Les diagrammes de chaque antenne sont des éléments clés de la fiche de données spécifiques au site. Des diagrammes avec des types d’antennes «inconnus» et des fréquences «inconnues» ne permettent pas de prouver le respect des valeurs limites. Une telle fiche n’a pas de raison d’être.

Une structure de surveillance des services cantonaux est nécessaire
La fiche qui comporte la page reproduite dans l’en-tête est illégale.
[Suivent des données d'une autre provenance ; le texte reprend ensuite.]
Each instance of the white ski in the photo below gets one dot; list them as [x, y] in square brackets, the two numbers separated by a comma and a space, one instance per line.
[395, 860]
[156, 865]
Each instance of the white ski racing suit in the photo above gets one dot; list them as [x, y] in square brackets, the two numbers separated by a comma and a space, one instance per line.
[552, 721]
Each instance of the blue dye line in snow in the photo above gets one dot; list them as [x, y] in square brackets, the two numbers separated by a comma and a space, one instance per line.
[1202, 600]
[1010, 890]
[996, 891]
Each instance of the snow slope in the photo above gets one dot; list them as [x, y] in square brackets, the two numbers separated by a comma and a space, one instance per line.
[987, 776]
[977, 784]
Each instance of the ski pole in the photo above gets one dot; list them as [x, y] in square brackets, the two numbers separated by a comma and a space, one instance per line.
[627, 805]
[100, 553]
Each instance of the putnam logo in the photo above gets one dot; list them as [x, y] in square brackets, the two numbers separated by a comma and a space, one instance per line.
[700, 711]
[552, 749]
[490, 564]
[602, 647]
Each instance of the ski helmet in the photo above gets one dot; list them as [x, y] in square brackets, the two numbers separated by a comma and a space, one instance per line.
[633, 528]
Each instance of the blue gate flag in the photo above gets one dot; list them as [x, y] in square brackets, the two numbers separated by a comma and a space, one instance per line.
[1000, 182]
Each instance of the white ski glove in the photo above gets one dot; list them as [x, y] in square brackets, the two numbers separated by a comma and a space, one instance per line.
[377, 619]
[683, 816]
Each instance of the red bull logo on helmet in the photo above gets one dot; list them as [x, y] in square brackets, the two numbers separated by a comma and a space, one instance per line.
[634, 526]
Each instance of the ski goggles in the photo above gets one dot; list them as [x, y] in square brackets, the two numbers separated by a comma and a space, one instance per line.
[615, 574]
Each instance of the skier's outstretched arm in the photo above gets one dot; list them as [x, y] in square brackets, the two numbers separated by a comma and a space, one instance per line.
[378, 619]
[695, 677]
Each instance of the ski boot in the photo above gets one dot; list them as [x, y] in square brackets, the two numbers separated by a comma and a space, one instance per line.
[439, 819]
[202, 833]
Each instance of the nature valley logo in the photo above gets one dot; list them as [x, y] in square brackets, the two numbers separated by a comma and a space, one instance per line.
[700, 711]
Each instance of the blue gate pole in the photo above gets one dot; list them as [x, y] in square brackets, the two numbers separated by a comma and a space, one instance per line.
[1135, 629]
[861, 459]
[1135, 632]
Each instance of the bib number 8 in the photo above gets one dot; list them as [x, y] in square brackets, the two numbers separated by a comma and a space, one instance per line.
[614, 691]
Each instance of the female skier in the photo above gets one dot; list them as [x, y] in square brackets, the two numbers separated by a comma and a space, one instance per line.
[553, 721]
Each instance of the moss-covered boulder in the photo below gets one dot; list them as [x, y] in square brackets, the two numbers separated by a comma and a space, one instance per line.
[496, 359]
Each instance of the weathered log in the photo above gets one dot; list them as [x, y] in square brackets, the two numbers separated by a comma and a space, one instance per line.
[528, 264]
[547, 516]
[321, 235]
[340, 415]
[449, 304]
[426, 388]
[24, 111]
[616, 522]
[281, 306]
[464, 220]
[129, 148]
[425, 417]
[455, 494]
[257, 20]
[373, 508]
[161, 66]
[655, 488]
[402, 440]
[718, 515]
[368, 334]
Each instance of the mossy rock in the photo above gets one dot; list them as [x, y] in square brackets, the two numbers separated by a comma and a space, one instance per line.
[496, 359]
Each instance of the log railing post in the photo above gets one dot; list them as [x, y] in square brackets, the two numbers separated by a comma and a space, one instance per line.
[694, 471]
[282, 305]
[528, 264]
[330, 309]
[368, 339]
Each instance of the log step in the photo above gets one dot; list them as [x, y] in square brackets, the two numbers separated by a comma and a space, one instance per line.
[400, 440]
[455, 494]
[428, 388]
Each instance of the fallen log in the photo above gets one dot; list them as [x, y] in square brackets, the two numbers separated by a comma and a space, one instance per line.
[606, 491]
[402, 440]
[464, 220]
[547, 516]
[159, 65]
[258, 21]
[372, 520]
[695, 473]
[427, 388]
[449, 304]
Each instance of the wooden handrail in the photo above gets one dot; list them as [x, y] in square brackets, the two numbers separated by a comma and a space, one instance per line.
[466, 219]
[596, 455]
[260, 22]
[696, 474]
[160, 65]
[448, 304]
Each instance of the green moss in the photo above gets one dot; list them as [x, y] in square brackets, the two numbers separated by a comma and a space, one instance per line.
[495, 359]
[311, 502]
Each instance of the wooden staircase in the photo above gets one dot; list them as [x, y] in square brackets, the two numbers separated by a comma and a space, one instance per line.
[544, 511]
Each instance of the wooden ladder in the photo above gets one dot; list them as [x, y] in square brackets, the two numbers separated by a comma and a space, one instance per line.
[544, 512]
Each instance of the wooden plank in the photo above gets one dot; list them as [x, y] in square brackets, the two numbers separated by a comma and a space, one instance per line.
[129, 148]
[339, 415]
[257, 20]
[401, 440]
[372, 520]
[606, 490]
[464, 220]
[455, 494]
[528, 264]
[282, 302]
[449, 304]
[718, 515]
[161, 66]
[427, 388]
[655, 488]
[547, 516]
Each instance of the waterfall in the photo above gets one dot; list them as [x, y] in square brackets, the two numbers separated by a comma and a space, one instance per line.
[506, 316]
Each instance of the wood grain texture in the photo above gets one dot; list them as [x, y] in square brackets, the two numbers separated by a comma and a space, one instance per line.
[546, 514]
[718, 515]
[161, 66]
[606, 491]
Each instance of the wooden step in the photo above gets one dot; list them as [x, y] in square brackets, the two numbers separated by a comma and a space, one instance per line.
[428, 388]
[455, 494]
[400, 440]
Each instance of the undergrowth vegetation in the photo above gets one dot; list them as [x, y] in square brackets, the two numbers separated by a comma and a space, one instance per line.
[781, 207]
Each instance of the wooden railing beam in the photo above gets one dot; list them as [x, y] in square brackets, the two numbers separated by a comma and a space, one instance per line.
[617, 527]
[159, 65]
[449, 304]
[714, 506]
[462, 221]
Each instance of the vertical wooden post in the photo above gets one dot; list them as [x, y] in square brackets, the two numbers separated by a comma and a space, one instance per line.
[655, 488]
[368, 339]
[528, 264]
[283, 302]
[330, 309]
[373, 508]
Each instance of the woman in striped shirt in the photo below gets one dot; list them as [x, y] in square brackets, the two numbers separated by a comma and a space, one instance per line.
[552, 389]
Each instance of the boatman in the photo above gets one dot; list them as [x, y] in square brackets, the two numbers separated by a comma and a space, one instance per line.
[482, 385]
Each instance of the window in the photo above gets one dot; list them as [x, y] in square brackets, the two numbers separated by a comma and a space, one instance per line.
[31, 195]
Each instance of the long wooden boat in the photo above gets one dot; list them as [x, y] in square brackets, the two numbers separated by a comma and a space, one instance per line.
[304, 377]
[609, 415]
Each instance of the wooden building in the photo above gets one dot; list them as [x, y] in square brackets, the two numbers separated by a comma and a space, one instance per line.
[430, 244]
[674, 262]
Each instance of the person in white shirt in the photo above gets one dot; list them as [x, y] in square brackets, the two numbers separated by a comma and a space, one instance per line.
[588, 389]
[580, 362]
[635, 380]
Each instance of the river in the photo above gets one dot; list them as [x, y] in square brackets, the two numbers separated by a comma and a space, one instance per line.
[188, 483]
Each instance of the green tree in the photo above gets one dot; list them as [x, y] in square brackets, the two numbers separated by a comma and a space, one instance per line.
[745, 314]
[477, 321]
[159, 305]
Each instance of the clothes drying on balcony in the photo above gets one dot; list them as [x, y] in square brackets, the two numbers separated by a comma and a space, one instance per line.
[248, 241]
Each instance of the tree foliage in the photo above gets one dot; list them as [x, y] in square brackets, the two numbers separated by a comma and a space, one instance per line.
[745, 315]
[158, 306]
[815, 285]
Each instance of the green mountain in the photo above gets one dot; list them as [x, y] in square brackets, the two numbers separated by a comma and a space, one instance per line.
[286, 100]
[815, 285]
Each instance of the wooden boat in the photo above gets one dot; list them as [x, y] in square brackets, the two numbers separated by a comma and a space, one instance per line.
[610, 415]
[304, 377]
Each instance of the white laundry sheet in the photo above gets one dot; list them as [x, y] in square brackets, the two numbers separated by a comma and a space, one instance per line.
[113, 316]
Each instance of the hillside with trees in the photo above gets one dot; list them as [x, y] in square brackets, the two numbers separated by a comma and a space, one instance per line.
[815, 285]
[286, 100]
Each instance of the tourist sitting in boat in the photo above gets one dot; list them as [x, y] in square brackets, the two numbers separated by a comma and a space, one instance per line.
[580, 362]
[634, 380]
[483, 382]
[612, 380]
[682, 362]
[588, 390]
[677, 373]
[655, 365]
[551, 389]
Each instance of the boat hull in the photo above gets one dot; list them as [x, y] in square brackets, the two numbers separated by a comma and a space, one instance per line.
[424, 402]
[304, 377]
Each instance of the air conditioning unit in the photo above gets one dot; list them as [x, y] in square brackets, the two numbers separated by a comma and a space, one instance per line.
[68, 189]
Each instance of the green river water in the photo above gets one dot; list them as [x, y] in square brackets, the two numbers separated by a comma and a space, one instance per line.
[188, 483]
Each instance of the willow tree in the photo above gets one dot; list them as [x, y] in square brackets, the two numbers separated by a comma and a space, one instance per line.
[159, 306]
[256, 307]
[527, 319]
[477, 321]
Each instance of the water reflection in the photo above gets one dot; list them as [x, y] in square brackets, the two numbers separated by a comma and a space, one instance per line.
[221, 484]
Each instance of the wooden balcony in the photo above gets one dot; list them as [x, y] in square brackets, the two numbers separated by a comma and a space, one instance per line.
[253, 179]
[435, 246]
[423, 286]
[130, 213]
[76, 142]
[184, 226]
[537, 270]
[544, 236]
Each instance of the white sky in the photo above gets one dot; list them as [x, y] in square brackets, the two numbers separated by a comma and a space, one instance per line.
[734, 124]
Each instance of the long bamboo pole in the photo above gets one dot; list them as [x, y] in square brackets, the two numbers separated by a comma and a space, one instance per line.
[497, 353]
En l’acceptant, le service cantonal a fauté.
La fiche sert à prouver par calcul que la valeur limite de l’installation est respectée dans les LUS les plus exposés ou les plus proches des antennes. En l’absence d’éléments servant à déterminer le champ électrique, cette preuve n’est pas rapportée. Une telle fiche n’a pas de raison d’être.
De telles fiches, invérifiables, ont été déposées par les opérateurs. Avec une attitude conforme des autorités, il suffirait qu’un opposant signale que la fiche est illégale pour qu’elle soit retirée et la mise à l’enquête annulée. Mais si le service cantonal du rayonnement a permis une mise à l’enquête d’une fiche illégale, nous n’avons plus à faire à une attitude appropriée des autorités, n’est-ce pas?
Les membres du service cantonal qui mettent à l’enquête une telle fiche sont-ils distraits? Débordés? Complices? À vous d’évaluer.
Je déclare qu’il est plus que temps d’établir une structure de surveillance des services cantonaux du rayonnement qui publie des rapports annuels en toute transparence.